I am looking for a diagnostic protein target for a parasitic disease. I have modelled a protein structure, which has antigenic sites. I am planning to study the interaction of this protein (antigen) with Ig G molecule. Please help me in this regard.
See If you get access to Schrodinger software you can use PIPER. Here is the link. But yes its paid(very costly). But the result obtained at the end is very good as it has Docking/Analyzing option for Antigen-Antibody.
May be you can go forth with docking and MD using existing IgG structures. But, the problem is the CDRs. Those are the most variable and most important regions of the immunoglobulins. The highly antigen specific hypervariable regions are modelled by lymphocytes by a process called affinity maturation (somatic hypermutation/V(D)J recombination followed by clonal selection). Modelling specific CDRs in silico is a challenging task.
Thank you Mr. Uttam. Docking with Ig G molecule with exact CDR is the step where I am stumbling upon to validate the modelled protein to be antigenic. Antigenic epitopes have been predicted using online servers (EMBOSS, VaxiJen). and I am not sure whether in vitro testing is feasible for validation, by synthesising this antigen and reacting it with patient serum. Anyhow, to my knowledge, that is time consuming. Hence I m searching for in silico methods to validate the antigenic protein,
How in general will antigen antibody interactions be carried out by in silico methods?
For my study, hope I should proceed with in vitro methods only.
See If you get access to Schrodinger software you can use PIPER. Here is the link. But yes its paid(very costly). But the result obtained at the end is very good as it has Docking/Analyzing option for Antigen-Antibody.
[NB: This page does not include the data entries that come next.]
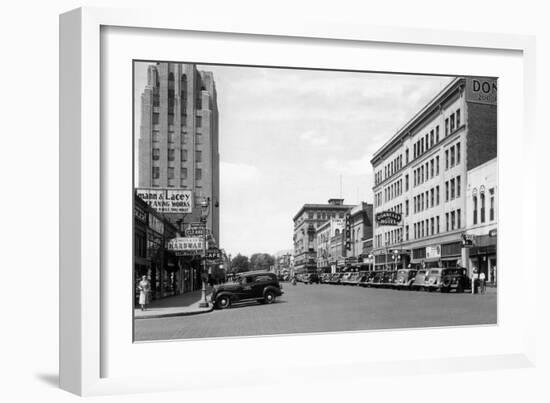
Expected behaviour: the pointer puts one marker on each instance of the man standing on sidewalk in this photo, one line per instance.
(482, 282)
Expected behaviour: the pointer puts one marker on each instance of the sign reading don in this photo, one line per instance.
(481, 90)
(167, 200)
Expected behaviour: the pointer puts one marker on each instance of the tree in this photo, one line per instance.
(261, 261)
(240, 263)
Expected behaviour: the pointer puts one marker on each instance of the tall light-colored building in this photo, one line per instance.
(482, 218)
(178, 143)
(306, 222)
(422, 173)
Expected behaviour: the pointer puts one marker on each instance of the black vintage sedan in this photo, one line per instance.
(261, 286)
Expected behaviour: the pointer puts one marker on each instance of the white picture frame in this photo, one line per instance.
(83, 298)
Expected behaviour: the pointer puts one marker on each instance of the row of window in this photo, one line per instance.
(393, 190)
(421, 146)
(481, 211)
(454, 153)
(426, 171)
(171, 119)
(171, 173)
(172, 155)
(424, 143)
(452, 188)
(452, 122)
(172, 136)
(421, 229)
(425, 200)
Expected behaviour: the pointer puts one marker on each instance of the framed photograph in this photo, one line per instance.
(282, 189)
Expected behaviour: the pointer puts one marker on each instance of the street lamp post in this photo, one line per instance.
(205, 205)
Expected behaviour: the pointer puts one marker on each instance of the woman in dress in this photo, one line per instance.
(144, 288)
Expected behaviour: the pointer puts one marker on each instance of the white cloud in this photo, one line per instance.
(314, 138)
(233, 175)
(358, 166)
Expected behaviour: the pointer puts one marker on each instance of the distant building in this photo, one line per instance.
(178, 135)
(422, 173)
(306, 221)
(482, 217)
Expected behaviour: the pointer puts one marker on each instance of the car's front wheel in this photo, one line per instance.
(269, 297)
(223, 302)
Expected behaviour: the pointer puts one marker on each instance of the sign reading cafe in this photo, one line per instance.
(167, 200)
(388, 218)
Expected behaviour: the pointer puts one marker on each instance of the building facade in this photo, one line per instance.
(421, 173)
(306, 222)
(178, 143)
(328, 244)
(482, 218)
(167, 274)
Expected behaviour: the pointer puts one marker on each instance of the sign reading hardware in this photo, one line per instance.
(167, 200)
(196, 231)
(185, 244)
(212, 254)
(468, 240)
(388, 218)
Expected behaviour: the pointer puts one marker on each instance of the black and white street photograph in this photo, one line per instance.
(275, 201)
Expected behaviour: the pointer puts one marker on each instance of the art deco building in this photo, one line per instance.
(306, 222)
(422, 172)
(178, 135)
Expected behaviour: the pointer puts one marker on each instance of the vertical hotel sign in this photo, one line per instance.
(167, 200)
(481, 90)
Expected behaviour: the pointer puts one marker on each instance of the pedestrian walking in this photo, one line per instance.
(482, 282)
(474, 280)
(144, 288)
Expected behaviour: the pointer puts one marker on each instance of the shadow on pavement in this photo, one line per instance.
(50, 379)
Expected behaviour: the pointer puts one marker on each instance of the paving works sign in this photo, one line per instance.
(388, 218)
(167, 200)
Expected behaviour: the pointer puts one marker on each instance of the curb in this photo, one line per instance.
(173, 314)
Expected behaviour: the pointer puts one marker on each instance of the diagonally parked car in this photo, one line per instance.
(405, 278)
(261, 286)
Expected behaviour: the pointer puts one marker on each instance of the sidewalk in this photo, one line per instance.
(178, 305)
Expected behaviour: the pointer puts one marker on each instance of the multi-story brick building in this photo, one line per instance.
(306, 222)
(421, 173)
(178, 143)
(326, 243)
(482, 218)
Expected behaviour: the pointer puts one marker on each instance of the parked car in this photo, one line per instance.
(446, 279)
(311, 278)
(335, 278)
(325, 277)
(345, 278)
(405, 278)
(377, 279)
(367, 280)
(357, 278)
(261, 286)
(420, 280)
(389, 278)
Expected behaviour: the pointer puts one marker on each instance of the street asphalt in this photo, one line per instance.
(327, 308)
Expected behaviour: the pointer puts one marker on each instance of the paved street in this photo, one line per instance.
(317, 308)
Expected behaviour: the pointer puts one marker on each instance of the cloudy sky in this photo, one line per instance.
(288, 136)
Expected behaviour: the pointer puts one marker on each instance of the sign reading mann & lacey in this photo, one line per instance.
(433, 251)
(167, 200)
(185, 244)
(481, 90)
(197, 231)
(388, 218)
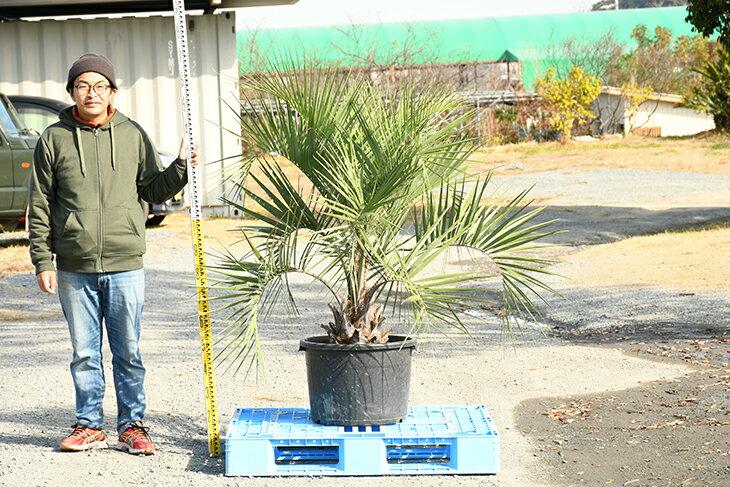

Dear Piriyatharisini, suggestions I can give based on the experiences I made so far on docking are:
- As Ag-binding loops are rather "flexible" it may be a good idea to incorporate backbone flexibility into your docking process - there are a number of ways this can be done, and the best option might be a combination of those:
- the docking program I can recommend is HADDOCK (current version 2.2). It investigates different degrees of flexibility (from side-chain flexibility to whole-complex MD in explicit solvent) during docking and is especially recommendable if there is experimental information about the complex available (for example mutagenesis data or bioinformatic predictions, however it is also possible to perform "global docking" or limit the search to certain parts of the proteins, like the CDRs). HADDOCK is free for academic use and there is also a webserver available: http://haddock.science.uu.nl/
- since the movement of the loops during docking is nevertheless limited, you could try to perform MD simulations of the variable domains of your Ab and try to dock for example the most visited clusters of loop conformations to NMR ensembles of your Ag, if available.
Also, an in silico model is a model and not necessarily the "truth" but it can help to direct further investigations.